Change your thinking
• People with impostor feelings have to reframe the way they think about their achievements, says Imes. She helps her clients gradually chip away at the superstitious thinking that fuels the impostor cycle. That's best done incrementally, she says. For instance, rather than spending 10 hours on an assignment, you might cut yourself off at eight. Or you may let a friend read a draft that you haven't yet perfectly polished (like this blog post). "Superstitions need to be changed very gradually because they are so strong," she says.
Talk to someone who can help
• For many people with impostor feelings, individual therapy can be extremely helpful. A psychologist or other therapist can give you tools to help you break the cycle of impostor thinking, says Imes.
Since starting therapy in January 2019 I have learned a lot about myself and why I do things. I’ve learned to see where I can get stuck in my own head and have thoughts that aren’t true but feel true in the moment. The more work I do in therapy the easier it is for me to spot certain thoughts and correct them before they spiral out of control. Since uncovering this aspect of my personality (i.e., my Imposter), I’ve come to see that one big problem I have is that I don’t take praise well at all. I always deflect and downplay. My therapist has forced me to recognize when I am going to start this pattern and to stop myself and simply say “thank you”. No other disclaimers or explanations needed.
I’m still working on it!!
The funny thing is that while I was so confident in my drinking persona, the opposite is true in my sobriety. I’m back to deferring to everyone else thinking I’m not qualified enough to comment on things. What do I know about this or that to share it with others?

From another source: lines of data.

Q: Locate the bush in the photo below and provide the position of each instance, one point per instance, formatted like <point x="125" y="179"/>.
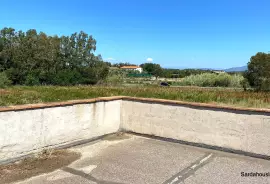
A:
<point x="67" y="77"/>
<point x="4" y="81"/>
<point x="258" y="74"/>
<point x="32" y="80"/>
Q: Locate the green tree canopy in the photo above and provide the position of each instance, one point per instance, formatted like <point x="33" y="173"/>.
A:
<point x="153" y="69"/>
<point x="258" y="74"/>
<point x="36" y="58"/>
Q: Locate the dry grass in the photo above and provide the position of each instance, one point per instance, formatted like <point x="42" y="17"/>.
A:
<point x="44" y="162"/>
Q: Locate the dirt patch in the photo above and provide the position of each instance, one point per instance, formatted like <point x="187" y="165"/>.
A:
<point x="46" y="162"/>
<point x="116" y="136"/>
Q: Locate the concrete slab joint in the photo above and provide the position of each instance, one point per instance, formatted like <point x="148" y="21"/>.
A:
<point x="30" y="128"/>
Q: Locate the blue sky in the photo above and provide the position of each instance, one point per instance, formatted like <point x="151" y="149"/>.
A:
<point x="174" y="33"/>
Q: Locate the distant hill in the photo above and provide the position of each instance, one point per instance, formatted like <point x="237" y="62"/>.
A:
<point x="236" y="69"/>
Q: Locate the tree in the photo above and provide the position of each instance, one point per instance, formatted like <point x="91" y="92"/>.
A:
<point x="32" y="58"/>
<point x="258" y="74"/>
<point x="153" y="69"/>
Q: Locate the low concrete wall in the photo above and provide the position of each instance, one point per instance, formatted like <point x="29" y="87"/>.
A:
<point x="27" y="131"/>
<point x="242" y="130"/>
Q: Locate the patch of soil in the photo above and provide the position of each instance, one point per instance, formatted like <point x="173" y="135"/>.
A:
<point x="33" y="166"/>
<point x="116" y="136"/>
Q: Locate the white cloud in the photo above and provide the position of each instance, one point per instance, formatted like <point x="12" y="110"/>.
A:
<point x="149" y="59"/>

I’m slowly growing out of this habit and I realize that there is no big expertise to be had in this realm. Everyone here is just going through a shared experience. Some have more days or less days than others. Some may have a specific degree or knowledge they can share that you can’t. We have read more books, less books, or different books than the next person. We attend different meetings and we share different stories. But together we support one another in the best ways we know how.
And the best way we know how doesn't require a disclaimer. Our stories are no better or worse than the next person. They're totally different and oddly similar all at once. We share it for connection, because there are no imposters here. We are all ENOUGH.